Lianna roused herself to the sound of two voices screaming loudly- panic and despair she identified. She got up from the bed of clean, crisp sheets and padded on unwilling feet to the door. She walked out into the corridor, past the two slumped bodies of Harry and Meredith- covered in blood that was drying in their hair and on their skin. They were blissfully unconscious. Lianna could feel horror bubbling up as bile in her throat. She rounded the corner to see Poppy facing her, blood soaking up the white linen of her uniform and matching the redness of her eyes and face. Facing away from her was her sister- with blood smeared all over her hands, arms, hair, clothes. Draco rounded the opposite corner as she did- with a similar reaction. They froze, looked at each other, were unable to move from where they were. A cold feeling crept up from her extremities, making her shiver and clutch her arms to herself in a vain attempt to warm herself against a purely spiritual feeling. Draco's eyes were cold- he had seen Hermione's soul fading, had known she was dead- had not expected her to have died in such a horrific fashion.

~*~

The cries echoed through the hallways, all the way down to the dungeons. Snape heard them, picked his head up. He placed the rest of his supplies- that he had not really needed, after all- on the desk, and strode quickly from the room. His pace increased as he heard that the voice screaming was his daughter's. He rushed past a stunned Minerva, who also seemed to be following the screams. He was running flat out when he rounded the corner and nearly ran into Draco. He stopped dead. Bled out on the floor was Hermione, her body so torn that it was almost unidentifiable but for the matted hair that was uniquely hers. He edged around the body, glancing into the room only briefly, before kneeling beside his daughter and burning the coldness in his chest out in tears. He grabbed one arm around Adrienne to anchor himself, and reassure her.

Minerva arrived, as did the majority of the teachers. Kirati rounded a corner behind Lianna, her face showing shock.

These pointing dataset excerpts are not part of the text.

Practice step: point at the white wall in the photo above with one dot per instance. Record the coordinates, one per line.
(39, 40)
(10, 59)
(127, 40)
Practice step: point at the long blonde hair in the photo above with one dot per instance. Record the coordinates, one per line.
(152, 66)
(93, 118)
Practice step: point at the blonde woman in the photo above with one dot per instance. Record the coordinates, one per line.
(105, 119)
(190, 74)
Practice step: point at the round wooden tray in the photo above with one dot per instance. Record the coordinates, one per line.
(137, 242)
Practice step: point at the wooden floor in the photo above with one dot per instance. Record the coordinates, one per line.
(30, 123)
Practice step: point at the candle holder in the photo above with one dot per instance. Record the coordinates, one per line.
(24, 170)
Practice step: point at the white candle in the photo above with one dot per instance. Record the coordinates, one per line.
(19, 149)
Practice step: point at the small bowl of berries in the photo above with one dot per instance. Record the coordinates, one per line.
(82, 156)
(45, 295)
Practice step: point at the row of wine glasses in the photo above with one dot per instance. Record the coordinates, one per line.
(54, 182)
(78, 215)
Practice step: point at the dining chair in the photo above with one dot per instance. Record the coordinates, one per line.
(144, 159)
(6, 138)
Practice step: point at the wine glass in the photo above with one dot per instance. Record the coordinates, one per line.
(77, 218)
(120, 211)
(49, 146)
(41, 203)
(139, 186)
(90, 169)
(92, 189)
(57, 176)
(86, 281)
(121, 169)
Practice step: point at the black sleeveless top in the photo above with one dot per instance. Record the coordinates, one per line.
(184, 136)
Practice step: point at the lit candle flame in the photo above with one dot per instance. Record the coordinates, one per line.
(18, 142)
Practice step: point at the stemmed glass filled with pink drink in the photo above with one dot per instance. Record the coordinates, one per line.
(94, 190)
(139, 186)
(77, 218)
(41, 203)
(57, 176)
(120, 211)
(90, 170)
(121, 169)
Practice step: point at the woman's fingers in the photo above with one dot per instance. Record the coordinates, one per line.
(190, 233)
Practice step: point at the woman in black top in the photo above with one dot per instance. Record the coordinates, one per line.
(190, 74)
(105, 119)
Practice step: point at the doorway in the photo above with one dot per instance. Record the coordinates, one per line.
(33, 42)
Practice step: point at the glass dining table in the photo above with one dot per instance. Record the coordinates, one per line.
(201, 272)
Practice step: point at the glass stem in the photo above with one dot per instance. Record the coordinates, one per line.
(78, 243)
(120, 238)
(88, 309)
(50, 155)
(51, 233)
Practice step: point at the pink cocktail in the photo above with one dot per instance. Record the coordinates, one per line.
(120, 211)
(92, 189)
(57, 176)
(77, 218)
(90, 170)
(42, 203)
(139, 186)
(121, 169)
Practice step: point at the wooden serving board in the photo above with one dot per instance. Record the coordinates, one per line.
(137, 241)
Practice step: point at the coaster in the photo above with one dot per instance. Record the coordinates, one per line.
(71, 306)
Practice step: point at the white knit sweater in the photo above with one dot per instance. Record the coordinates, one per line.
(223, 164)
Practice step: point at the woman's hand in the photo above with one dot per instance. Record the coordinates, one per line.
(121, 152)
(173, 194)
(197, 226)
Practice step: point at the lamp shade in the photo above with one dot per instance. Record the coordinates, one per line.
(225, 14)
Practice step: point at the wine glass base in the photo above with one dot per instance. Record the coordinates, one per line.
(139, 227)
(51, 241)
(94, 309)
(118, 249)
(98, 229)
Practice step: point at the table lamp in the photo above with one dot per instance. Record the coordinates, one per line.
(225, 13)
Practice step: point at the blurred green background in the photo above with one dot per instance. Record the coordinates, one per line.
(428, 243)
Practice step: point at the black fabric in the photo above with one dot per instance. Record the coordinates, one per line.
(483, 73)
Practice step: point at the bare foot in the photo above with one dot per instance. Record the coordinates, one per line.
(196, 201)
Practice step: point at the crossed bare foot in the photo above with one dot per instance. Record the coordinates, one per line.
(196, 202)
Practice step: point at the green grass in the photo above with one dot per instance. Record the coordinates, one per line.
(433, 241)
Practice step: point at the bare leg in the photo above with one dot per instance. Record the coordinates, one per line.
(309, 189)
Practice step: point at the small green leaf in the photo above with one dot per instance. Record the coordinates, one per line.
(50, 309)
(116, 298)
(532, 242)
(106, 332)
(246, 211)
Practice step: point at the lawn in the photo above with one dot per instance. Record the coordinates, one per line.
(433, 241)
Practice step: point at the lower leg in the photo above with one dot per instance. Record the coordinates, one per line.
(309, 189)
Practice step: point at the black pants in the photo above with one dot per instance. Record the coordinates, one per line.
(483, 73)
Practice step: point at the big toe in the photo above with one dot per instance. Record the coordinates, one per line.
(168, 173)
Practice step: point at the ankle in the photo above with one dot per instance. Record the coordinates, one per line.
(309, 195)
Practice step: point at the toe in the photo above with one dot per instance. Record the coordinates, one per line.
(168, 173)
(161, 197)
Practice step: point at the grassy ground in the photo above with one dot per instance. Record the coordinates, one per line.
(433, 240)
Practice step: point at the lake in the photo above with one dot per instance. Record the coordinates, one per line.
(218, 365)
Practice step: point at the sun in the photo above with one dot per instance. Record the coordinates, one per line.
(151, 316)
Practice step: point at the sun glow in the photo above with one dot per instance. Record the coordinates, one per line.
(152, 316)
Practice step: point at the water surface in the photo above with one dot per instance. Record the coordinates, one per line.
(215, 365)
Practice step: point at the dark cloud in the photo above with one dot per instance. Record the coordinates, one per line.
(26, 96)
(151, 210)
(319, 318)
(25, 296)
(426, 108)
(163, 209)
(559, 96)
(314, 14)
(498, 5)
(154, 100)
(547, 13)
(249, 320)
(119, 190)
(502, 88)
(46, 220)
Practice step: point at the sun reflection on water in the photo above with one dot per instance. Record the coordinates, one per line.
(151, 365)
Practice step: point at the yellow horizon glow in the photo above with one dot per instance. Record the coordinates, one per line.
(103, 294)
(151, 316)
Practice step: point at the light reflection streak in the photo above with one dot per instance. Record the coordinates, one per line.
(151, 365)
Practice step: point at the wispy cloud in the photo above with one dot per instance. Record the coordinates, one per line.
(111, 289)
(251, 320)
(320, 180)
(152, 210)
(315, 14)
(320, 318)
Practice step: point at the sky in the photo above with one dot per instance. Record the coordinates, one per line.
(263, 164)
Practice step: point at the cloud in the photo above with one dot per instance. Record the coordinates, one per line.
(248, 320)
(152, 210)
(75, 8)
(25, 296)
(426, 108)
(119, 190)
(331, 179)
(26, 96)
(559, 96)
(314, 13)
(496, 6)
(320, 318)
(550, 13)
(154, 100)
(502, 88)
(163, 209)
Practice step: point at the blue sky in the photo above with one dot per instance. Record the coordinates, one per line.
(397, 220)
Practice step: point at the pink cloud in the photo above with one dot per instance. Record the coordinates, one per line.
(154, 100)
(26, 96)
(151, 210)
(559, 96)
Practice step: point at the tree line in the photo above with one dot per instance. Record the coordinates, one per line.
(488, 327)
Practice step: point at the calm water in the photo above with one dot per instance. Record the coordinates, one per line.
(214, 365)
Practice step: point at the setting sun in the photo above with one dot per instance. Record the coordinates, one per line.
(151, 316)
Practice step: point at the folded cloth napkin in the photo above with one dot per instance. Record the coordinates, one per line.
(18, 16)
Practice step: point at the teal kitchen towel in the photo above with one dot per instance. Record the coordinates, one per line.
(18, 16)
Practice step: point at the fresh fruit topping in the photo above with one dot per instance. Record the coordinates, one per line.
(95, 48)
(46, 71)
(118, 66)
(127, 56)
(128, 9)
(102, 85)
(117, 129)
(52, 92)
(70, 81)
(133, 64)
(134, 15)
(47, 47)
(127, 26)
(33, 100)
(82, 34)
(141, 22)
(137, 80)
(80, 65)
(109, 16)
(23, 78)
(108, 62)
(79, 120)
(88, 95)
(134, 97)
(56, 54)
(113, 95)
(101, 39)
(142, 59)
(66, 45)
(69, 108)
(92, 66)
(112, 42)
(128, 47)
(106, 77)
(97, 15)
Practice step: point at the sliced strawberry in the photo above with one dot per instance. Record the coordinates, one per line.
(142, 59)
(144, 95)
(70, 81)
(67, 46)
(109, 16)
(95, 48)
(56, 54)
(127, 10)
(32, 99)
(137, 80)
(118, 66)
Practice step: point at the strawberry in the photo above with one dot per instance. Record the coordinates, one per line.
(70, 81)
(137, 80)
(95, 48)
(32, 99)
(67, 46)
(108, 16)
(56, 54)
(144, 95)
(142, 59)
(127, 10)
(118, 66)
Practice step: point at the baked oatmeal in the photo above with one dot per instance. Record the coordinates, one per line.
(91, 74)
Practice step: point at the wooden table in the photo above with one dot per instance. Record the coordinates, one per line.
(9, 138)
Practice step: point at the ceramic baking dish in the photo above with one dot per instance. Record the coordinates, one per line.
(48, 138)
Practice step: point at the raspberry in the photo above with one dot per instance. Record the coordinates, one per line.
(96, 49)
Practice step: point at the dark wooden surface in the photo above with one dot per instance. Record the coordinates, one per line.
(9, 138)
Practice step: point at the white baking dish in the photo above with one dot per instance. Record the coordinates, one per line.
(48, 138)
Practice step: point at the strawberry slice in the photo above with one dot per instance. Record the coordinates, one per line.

"What happened?" she whispered, loathe to break the thick silence. Lianna broke from her frozenness and rushed down to her mother's rapidly cooling body to weep and wail as her sister still was- Adrienne's voice was already wavering, unused to such strenuous activity as this. Kirati could feel the uselessness of the circumstance pressing in on her. The teachers were all crowded behind Draco, who slowly stepped forward to circle behind Poppy and put an arm around his daughter also. He began to cry silently, tears streaming down his face. The wails awoke Harry and Meredith around the corner, who took one look at their desecrated selves, crawled around the corner and quickly joined the wailing.

The cry insinuated into the very stones of the corridor, and even decades later, students crawled along the corridor with light steps, hoping not to disturb whatever it was that crawled down the back of their necks when they walked by. The story passed from fact to fable to myth, with characters made what they were not, but the moral staying true- life is worth living, but it can be snatched away by all manner of nasty things, no matter how many you've escaped before.